International Student Enrollment in U.S. Universities Dropped During Pandemic; U.S. Still Top Choice for Indian Students
Despite challenges due to travel restrictions and bans, 145,528 international students were able to begin their studies in person or online in the United States or from abroad in the 2020/2021 academic year, a 46 percent decrease from the previous year. Indian students as well as students from China make up the bulk of international students in the U.S. Above, representational photo of Patna University students appearing for a Degree Part III course exam Sept. 20, 2020. (ANI photo)
India-West Staff Reporter
The number of first-time international students enrolling at U.S. universities decreased dramatically by 46 percent amid the Covid-19 pandemic, according to the Open Doors 2021 report released Nov. 15 by the Institute of International Education.
But despite challenges due to travel restrictions and bans, 145,528 international students were able to begin their studies in person or online in the United States or from abroad. In total, 914,000 international students enrolled at U.S. universities for the 2020/2021 academic year, a 15 percent decline from the previous year.
In addition, more than 200,000 international students pursued Optional Practical Training, gaining work experience in the U.S. after finishing their academic studies.
The preliminary report did not break down the number of students by country of origin. But a different report released by Statista noted that more than 167,000 students from India were studying in the U.S. during the 2020/2021 school year.

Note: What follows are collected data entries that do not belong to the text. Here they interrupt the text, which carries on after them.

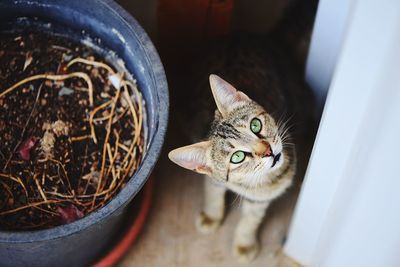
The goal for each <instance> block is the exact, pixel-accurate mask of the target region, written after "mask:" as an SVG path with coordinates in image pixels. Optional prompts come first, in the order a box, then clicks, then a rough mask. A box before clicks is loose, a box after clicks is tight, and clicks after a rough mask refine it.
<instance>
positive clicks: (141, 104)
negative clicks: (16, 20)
mask: <svg viewBox="0 0 400 267" xmlns="http://www.w3.org/2000/svg"><path fill="white" fill-rule="evenodd" d="M77 58H82V59H85V60H87V61H88V62H103V63H106V64H108V63H107V62H106V61H105V60H104V58H103V57H102V56H101V55H100V54H98V53H96V52H95V51H94V50H92V49H91V48H89V47H87V46H83V45H82V44H80V43H77V42H74V41H72V40H69V39H66V38H64V37H60V36H53V35H48V34H45V33H24V34H19V35H15V34H14V35H11V34H0V145H1V146H0V230H24V229H25V230H32V229H44V228H49V227H54V226H56V225H60V224H65V223H70V222H73V221H75V220H76V219H79V218H81V217H83V216H84V215H86V214H88V213H90V212H92V211H94V210H96V209H98V208H100V207H102V206H104V205H105V204H106V203H107V202H108V201H109V200H110V199H112V197H113V196H115V194H116V193H118V192H119V190H120V189H121V188H122V187H123V186H124V184H125V183H126V181H127V180H128V179H129V177H130V176H131V175H132V174H133V172H134V171H135V170H136V169H137V167H138V165H139V163H140V161H141V159H142V155H143V153H144V141H143V139H144V136H143V135H144V134H143V127H142V126H141V125H142V124H141V123H140V122H141V121H142V120H143V117H142V115H141V111H140V109H141V107H142V105H143V103H142V98H141V95H140V94H139V93H137V92H136V93H135V89H133V88H132V86H131V87H129V86H121V87H120V85H118V82H117V83H112V79H110V75H111V76H113V77H114V79H115V78H116V79H117V81H122V80H124V79H127V78H126V74H124V73H121V72H119V73H117V71H116V70H115V68H112V70H113V71H115V74H114V75H113V74H111V73H110V71H109V70H107V69H106V68H104V67H102V66H99V65H96V66H94V65H93V64H87V63H82V62H77V63H74V64H72V65H70V66H68V63H71V62H72V61H73V60H74V59H77ZM108 65H110V64H108ZM72 73H81V74H82V73H84V74H87V75H88V77H89V79H90V80H91V82H92V83H93V103H92V105H91V100H90V93H89V91H88V87H89V86H88V83H87V82H86V81H85V79H83V78H82V77H78V76H72V77H68V78H65V77H67V76H66V75H69V74H72ZM38 74H51V75H53V76H57V78H54V77H42V78H37V79H35V80H33V81H28V82H24V83H23V84H21V85H20V86H18V87H16V88H14V89H12V90H9V91H7V90H8V89H10V88H11V87H12V86H13V85H15V84H16V83H18V82H20V81H23V80H24V79H27V78H29V77H33V76H35V75H38ZM123 75H124V76H123ZM120 77H122V78H120ZM64 78H65V79H64ZM25 81H26V80H25ZM118 87H119V88H118ZM125 90H126V91H125ZM125 93H128V94H129V96H130V99H131V101H132V102H131V103H132V105H129V103H128V102H129V101H128V99H127V96H126V94H125ZM2 94H3V95H2ZM125 96H126V97H125ZM107 103H108V104H107ZM114 103H115V105H113V104H114ZM103 104H104V105H103ZM101 105H103V108H98V107H100V106H101ZM132 108H133V109H134V110H135V112H136V113H137V114H136V115H137V118H138V119H137V120H136V121H135V119H134V116H133V114H132V113H133V112H132ZM94 110H98V112H96V113H95V114H94V116H93V117H92V118H91V113H93V111H94ZM143 112H144V111H143ZM91 125H94V126H93V127H94V131H95V137H94V136H93V132H92V131H91ZM110 125H111V127H110ZM135 135H136V138H135ZM95 139H97V143H96V142H95V141H96V140H95ZM134 140H136V142H134V143H133V141H134Z"/></svg>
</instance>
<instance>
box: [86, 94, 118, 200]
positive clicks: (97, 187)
mask: <svg viewBox="0 0 400 267" xmlns="http://www.w3.org/2000/svg"><path fill="white" fill-rule="evenodd" d="M120 94H121V88H118V89H117V93H116V95H115V97H114V99H113V103H112V107H111V115H112V117H113V114H114V112H115V107H116V106H117V102H118V99H119V96H120ZM112 117H110V119H109V120H108V127H107V134H106V138H105V141H104V146H103V159H102V163H101V170H100V177H99V182H98V184H97V188H96V194H98V193H99V190H100V188H101V184H102V182H103V177H104V169H105V163H106V153H107V143H108V140H109V139H110V134H111V128H112ZM95 203H96V196H95V197H94V198H93V202H92V207H93V206H94V205H95Z"/></svg>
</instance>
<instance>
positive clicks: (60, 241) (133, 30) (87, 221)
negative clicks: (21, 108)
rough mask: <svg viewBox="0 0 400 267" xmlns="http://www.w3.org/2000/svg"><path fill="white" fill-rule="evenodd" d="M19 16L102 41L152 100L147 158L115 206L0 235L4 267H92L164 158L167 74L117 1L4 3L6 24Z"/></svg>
mask: <svg viewBox="0 0 400 267" xmlns="http://www.w3.org/2000/svg"><path fill="white" fill-rule="evenodd" d="M15 17H38V18H39V19H43V20H46V21H50V22H53V23H54V24H58V25H61V26H64V27H65V28H69V29H71V30H72V31H76V32H77V33H81V32H82V31H85V32H87V33H90V34H91V35H92V36H94V37H99V38H101V40H102V44H103V45H104V46H106V47H107V48H109V49H111V50H113V51H115V52H116V53H117V54H118V55H119V56H120V57H121V58H122V59H123V60H124V61H125V64H126V67H127V69H128V70H129V71H130V72H131V73H132V74H133V75H134V76H135V78H136V79H137V83H138V86H139V88H140V89H141V91H142V93H143V96H144V99H145V101H146V111H147V124H148V126H149V127H148V138H147V143H148V150H147V153H146V155H145V157H144V159H143V162H142V163H141V166H140V167H139V169H138V170H137V172H136V173H135V174H134V176H133V177H132V178H131V179H130V180H129V182H127V184H126V186H125V188H124V189H123V190H121V192H119V193H118V195H116V197H115V198H114V199H113V200H112V201H110V202H109V203H108V204H107V205H106V206H104V207H103V208H101V209H99V210H97V211H95V212H93V213H91V214H89V215H88V216H86V217H84V218H82V219H80V220H78V221H75V222H73V223H71V224H67V225H63V226H58V227H55V228H52V229H48V230H38V231H27V232H5V231H0V266H87V265H90V264H91V263H93V262H94V261H95V260H96V258H98V257H100V256H101V254H102V253H103V252H104V250H105V249H106V248H107V246H109V245H110V241H111V240H112V239H113V238H114V237H115V236H116V233H117V232H118V231H119V230H120V225H121V222H122V220H123V218H124V213H126V211H127V209H126V206H127V204H128V203H129V202H130V201H132V199H134V197H135V195H136V193H137V192H138V191H139V190H140V189H141V188H142V186H143V185H144V183H145V182H146V180H147V178H148V177H149V174H150V172H151V170H152V169H153V167H154V165H155V163H156V161H157V158H158V156H159V154H160V150H161V146H162V144H163V140H164V135H165V132H166V127H167V118H168V89H167V83H166V78H165V74H164V70H163V67H162V65H161V62H160V60H159V57H158V55H157V52H156V50H155V49H154V47H153V45H152V43H151V41H150V40H149V38H148V37H147V35H146V34H145V32H144V31H143V29H142V28H141V27H140V26H139V24H138V23H137V22H136V20H134V19H133V18H132V17H131V16H130V15H129V14H127V13H126V12H125V11H124V10H123V9H122V8H121V7H120V6H118V5H117V4H116V3H114V2H113V1H109V0H88V1H82V0H68V1H66V0H26V1H25V0H2V1H0V23H4V22H5V21H10V20H11V19H15ZM0 84H1V83H0Z"/></svg>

Students from China and India make up the bulk of international students in the U.S., which continues to remain the top choice for studies abroad.
International students represent 5 percent of all students in U.S. higher education and, according to the U.S. Department of Commerce, contributed $39 billion to the U.S. economy in 2020.
“The Open Doors® 2021 Report on International Educational Exchange underscores the continued commitment of students and scholars, U.S. higher education, governmental partners, and industry stakeholders to international educational exchange amid the ongoing COVID-19 pandemic,” said IIE in a press statement. The annual report was jointly released by the U.S. Department of State’s Bureau of Educational and Cultural Affairs and IIE. “(The report) has been an important benchmark for international educational exchange to the U.S. for over 70 years,” noted IIE.
“International students are central to the free flow of ideas, innovation, economic prosperity, and peaceful relations between nations,” said Matthew Lussenhop, Acting Assistant Secretary for the Bureau of Educational and Cultural Affairs, U.S. Department of State.
“As reiterated in the recent Joint Statement of Principles in Support of International Education by the U.S. Departments of State and Education, the United States is strongly committed to international education as we continue to build back better.”
“Despite the global pandemic, Indian students were able to apply for visas and travel to the United States,” said U.S. Minister Counsellor for Consular Affairs Don Heflin, who is based at the U.S. Embassy in New Delhi.
“We issued over 62,000 student visas this summer alone, more than in any previous year,” he said, according to a press release from the embassy.
“This goes to show that the United States remains the destination of choice for Indian students looking to study abroad,” said Heflin. “We look forward to issuing many more visas in the year to come, to help Indian students achieve their dreams of U.S. study.”